Skipping over details like the invention of ratio detectors, phase-locked loops, etc., the next change in implementation of FM detectors came when the tubes were replaced with discrete transistors. This required some change in bias methods, impedance levels, etc., but no major redesign. It did save cost, size, and power, though.
The next change was integration. At first, the transformer was still needed for the demodulator, and so it was pinned out of the ICs, which were still analog. This saved cost, size, and power still further.
Later, schemes were found to integrate the function of the transformer, fully integrating the (still analog) demodulator. This saved cost and size still further.

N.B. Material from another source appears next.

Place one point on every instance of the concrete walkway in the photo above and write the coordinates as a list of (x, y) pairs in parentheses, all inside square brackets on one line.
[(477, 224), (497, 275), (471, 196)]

Still later, improvements in integration processes enabled the function of the FM demodulator to be performed digitally, using an analog-to-digital converter (ADC) and a bunch of hard-wired logic gates, emulating the mathematical function performed by the analog demodulator. This saved cost, size, and power still further.
Demodulator designs were next ported into programmable hardware dedicated to signal-processing applications (digital signal processors); this required the ADC, plus the algorithm converted to the DSP's assembly language. This saved cost and size.
After that, demodulator designs were moved into hardware register-transfer languages, like Verilog, providing portability from chip to chip using standard-cell logic families. This saved cost.
Later, the Verilog designs were ported into field-programmable gate arrays (FPGAs), enabling one to program the hardware in the chip to become, when preceded by the ADC, an FM demodulator. This saved cost.
Finally, technology improved to the point that the FM demodulator could be made by an ADC followed by a microcomputer, programmed with software in a high-level language as part of a much larger system. This saved cost.
At what point in this development do we draw the line and say, "Below this, it's not patentable (or patent infringement)?" Where is "software"?
This would be true if there was limitless work for lawyers, and they could simply choose the most lucrative work. But that's not the case—lawyers, like contractors in any industry whose opportunities are affected by the laws the government writes, have a vested interest in supporting laws that increase demand for their work. Diamond v. Diehr could as easily have been called the Legal Profession Full Employment Act of 1981.